Monday, October 6, 2014

Parenting Advice from Strangers/Childless: Like Sex Advice from Celibate Clergy?

Years ago when I was pregnant, my mother tried to teach me to respond to complete strangers who offered unsolicited advice with, "I have an OB. I don't need any advice. Thank you."

She said that statement had a nicer ring than my go to, which at the time was, "Fuck yourself."

On one occasion I got creative, and told an unusually intrusive and obnoxious stranger in a pedicure chair what she should stick in her privates. Mom wasn't proud, but she laughed. That tale is here.

I foolishly thought the advice from random busy bodies would stop once we emerged from the pregnancy/new infant stage. Wrong.

A close friend of mine (incidentally one of the best moms I know, the kind who glows with happiness while four kids climb all over her, and makes running a big household look easy) lets her early and middle elementary aged children climb trees.

Not the outside of the Hancock Tower.

Trees.

She's given up on counting the number of strangers, some nearly apoplectic, who come running up to alert her that her children are, indeed, up in trees, and who refuse to accept that as their mother, she's okay with this. She smiles sagely, thanks them for their concern, and watches her little monkeys climb higher.

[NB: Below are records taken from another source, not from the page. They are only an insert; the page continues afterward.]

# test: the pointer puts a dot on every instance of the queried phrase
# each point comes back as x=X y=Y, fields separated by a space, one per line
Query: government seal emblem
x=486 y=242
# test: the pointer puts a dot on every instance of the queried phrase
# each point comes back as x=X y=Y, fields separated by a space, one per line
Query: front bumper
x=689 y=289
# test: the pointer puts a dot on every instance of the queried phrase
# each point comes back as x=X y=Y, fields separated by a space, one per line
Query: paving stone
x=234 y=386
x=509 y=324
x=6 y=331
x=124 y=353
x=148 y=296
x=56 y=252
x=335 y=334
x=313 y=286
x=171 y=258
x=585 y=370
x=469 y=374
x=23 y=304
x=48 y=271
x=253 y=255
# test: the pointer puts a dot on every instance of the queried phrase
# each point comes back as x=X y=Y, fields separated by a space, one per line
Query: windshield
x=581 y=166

Back in the dark ages, my mom let us run and play, not only in trees, but in the woods.

One day, when I was five and my brother was two, we took it upon ourselves to walk a path through the woods behind our house to visit neighbors who had just moved in. We rang the doorbell, introduced ourselves, and asked for a snack. My mom had no idea where we'd gone until we reported that Mrs. S was nice, and she gave us cookies and made us lemonade.

Her reaction: dial up Mrs. S on the old school rotary phone and apologize for the intrusion.

Back then, we passed for precocious. These days, my mom would probably end up on the nightly news. The village has gotten mighty paranoid.

I think every mother I know has started to walk away from a tantrum throwing toddler—the tried and true "I'm leaving now. Bye."—which in my experience has about a fifty to sixty per cent success rate in eliciting the desired behavior. Most of the time passersby smile knowingly.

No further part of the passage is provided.